Jane Sandberg

Electronic Resources Librarian, Linn-Benton Community College

about

Using BibTeX and citeproc to provide accurate citations in a Blacklight-based discovery layer

Background

LBCC’s writing courses have a number of goals related to proper citations:

  • WR121 has the following course objective: “Cite sources using Modern Language Association (MLA) conventions, including a ‘Works Cited’ page.”
  • WR123 has the following course objective: “To help students use a systematic research process to present information in a format commonly assigned in college work.”
  • WR227 has two relevant outcomes: “Collect and document information with footnotes and bibliographies,” and “Use in-text citations and prepare bibliographies following the research conventions in a particular discipline (for example, MLA, CBE, APA).”

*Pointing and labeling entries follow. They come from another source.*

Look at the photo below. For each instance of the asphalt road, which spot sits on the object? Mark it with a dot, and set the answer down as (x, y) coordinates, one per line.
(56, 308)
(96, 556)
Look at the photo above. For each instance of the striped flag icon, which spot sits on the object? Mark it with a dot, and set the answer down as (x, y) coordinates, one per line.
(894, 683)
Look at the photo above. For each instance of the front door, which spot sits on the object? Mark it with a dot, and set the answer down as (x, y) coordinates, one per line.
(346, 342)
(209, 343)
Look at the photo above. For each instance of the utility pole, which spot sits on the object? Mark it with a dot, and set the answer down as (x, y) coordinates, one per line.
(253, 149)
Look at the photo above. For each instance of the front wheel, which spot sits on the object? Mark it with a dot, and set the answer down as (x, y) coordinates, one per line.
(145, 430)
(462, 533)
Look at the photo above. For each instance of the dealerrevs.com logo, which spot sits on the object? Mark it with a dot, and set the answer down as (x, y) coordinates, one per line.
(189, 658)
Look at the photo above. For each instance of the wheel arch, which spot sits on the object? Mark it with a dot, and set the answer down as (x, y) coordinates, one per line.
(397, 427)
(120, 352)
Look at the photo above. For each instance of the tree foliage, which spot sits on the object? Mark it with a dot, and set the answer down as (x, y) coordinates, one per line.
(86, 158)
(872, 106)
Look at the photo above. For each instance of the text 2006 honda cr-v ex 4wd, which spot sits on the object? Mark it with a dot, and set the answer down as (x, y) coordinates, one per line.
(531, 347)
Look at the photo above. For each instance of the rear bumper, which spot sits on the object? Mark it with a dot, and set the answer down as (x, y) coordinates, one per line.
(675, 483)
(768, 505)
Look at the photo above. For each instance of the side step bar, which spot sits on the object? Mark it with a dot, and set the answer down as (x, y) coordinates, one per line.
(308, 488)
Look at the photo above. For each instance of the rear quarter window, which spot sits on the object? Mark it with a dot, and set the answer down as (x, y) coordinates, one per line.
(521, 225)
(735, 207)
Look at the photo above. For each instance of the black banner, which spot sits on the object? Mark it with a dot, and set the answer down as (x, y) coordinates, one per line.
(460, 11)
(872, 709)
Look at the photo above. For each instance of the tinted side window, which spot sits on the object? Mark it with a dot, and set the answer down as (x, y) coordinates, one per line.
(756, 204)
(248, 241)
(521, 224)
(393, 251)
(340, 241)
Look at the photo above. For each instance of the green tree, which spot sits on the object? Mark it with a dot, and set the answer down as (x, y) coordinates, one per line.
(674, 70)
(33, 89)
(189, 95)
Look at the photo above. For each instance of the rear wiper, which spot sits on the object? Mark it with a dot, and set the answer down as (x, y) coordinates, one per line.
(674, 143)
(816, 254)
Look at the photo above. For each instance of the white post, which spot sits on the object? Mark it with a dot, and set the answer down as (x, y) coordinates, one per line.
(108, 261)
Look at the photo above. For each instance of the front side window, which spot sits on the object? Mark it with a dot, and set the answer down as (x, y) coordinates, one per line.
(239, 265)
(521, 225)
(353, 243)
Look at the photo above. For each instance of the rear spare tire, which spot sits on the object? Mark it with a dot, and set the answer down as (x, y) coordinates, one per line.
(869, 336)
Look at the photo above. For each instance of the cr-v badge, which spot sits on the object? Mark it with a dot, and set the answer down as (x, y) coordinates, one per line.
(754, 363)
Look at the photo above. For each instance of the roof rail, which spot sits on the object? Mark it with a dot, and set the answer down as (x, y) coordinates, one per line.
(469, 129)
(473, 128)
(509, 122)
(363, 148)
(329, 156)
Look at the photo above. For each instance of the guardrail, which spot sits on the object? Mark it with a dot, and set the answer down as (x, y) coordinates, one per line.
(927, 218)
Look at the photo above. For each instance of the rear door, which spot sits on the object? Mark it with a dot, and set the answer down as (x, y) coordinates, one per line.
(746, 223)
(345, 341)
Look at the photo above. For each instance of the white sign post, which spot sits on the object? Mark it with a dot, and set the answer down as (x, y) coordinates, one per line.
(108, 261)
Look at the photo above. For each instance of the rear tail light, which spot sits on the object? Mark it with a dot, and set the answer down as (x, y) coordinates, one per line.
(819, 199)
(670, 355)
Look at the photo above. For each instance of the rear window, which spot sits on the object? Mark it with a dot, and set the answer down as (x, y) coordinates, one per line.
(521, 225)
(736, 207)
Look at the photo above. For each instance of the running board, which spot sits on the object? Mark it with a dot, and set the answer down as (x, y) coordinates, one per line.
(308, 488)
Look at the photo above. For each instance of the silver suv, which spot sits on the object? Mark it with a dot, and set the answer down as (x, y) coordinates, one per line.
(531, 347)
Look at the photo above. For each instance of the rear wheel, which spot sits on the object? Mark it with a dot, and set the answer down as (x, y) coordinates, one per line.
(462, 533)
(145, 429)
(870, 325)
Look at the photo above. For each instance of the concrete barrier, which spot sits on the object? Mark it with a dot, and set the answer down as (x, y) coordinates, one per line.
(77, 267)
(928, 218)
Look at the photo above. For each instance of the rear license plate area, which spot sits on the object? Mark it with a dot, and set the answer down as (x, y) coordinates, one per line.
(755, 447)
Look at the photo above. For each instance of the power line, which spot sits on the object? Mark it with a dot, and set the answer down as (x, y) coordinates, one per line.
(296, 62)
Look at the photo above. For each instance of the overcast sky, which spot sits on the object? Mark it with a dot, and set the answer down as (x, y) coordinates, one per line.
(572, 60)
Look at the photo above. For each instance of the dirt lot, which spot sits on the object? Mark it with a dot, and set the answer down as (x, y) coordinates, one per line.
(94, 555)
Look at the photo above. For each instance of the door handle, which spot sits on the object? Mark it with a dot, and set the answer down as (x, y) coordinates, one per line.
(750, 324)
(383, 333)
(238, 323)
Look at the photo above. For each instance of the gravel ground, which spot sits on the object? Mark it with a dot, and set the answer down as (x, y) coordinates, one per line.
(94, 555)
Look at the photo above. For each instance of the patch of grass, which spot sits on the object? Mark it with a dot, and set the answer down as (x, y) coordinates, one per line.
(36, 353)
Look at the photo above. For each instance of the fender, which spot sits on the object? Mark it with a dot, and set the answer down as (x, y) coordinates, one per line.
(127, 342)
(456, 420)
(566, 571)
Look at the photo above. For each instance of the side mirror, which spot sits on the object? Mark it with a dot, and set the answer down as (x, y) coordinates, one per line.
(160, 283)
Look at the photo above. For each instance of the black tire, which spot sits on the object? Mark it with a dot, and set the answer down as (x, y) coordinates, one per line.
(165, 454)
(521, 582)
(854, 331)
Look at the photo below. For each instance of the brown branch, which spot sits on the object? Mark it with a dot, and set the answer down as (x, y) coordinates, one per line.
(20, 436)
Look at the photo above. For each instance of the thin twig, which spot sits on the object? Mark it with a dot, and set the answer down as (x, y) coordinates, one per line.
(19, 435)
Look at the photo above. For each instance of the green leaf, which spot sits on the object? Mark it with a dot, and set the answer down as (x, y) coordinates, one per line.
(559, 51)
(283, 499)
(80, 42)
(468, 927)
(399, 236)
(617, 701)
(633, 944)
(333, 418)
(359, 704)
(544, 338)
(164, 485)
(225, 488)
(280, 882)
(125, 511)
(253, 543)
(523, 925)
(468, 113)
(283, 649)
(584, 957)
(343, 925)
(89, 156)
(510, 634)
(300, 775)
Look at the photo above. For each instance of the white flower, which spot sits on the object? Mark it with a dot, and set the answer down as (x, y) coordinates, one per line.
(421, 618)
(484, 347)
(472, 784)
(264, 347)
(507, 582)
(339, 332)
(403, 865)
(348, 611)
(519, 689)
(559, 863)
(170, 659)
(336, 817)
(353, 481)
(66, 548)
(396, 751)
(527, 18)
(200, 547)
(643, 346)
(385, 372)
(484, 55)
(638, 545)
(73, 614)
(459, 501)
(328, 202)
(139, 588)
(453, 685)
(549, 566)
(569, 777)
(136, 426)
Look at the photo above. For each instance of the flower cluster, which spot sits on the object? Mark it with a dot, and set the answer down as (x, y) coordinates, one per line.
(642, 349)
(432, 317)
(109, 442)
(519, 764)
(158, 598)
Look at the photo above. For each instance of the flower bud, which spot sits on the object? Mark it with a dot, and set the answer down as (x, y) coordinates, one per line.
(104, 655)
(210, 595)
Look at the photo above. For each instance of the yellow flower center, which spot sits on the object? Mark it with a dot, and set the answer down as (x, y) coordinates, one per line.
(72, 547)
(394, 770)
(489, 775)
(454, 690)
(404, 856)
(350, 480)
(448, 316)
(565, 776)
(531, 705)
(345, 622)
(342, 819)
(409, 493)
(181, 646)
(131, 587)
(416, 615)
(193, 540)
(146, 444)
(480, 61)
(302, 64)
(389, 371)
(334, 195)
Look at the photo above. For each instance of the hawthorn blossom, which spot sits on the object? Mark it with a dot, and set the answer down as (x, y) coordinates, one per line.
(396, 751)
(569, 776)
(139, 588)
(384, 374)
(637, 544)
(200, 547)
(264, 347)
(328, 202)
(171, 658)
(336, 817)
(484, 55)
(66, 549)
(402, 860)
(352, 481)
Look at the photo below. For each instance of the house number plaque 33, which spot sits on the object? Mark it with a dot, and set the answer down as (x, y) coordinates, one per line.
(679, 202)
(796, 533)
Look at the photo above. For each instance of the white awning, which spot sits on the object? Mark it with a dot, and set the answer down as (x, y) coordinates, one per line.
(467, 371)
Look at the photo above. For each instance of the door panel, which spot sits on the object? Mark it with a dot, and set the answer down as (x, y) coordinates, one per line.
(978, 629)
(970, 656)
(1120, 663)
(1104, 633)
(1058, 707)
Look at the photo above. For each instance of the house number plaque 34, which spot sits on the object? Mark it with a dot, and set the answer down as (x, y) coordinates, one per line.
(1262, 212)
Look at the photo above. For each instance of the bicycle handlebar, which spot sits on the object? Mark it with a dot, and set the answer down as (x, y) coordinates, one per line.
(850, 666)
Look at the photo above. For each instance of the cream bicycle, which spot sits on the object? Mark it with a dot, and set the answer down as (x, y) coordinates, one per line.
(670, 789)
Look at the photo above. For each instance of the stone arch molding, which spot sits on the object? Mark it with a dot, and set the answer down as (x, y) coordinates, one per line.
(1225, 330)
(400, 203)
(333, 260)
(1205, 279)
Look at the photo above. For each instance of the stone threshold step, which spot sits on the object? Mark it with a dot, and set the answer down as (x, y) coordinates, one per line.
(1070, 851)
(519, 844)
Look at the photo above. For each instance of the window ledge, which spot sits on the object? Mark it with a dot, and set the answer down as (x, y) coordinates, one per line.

As such, our information instruction sessions devote time to demonstrating use of tools that help to produce appropriate citations and teaching their limitations. Much of my work customizing our Blacklight interface centered around how my colleagues and I would teach students the proper use of the tool. I began to check up on Blacklight’s citation features to see how I would teach them.

Blacklight’s built-in citation feature creates APA, MLA, and Chicago citation, thanks to some hard work from developers at Stanford. However, these built-in citations contain countless formatting mistakes, particularly for non-book items.

Citeproc

The Ruby implementation of Citeproc converts Citation Style Language (CSL) strings into properly formatted citations for dozens of different citation standards. These technologies form the basis of popular citation software like Zotero and Mendeley. I wanted to harness some of the Citeproc gems’ power and flexibility to improve the citations I was seeing.

Overview of a Citeproc-based workflow

To save users’ time, I wanted to run as much of this process while documents are initially indexed into the collection, rather than when the user actually wants to create a citation. However, I felt nervous about storing fully formatted HTML or XML in the MARC files I indexed. I also wanted to retain the flexibility of switching citation styles according to demand without having to re-index our entire collection. I decided to store information in the very simple (but descriptive) BibTeX format during index time, leaving Citeproc to run its magic when users requested a citation.

Here is the workflow I settled on:

  1. A python script extracts relevant MARC data and creates BibTeX string.
  2. SolrMARC indexes the BibTeX string in its own solr field.
  3. A ruby helper script seeks out this solr field. If it can’t find one that it can parse, it generates one on the fly.
  4. This ruby script converts the BibTeX string to CSL.
  5. The citeproc gem eats the CSL string and returns properly formatted citations in the styles that we specify.
  6. The formatted citation is displayed to the user.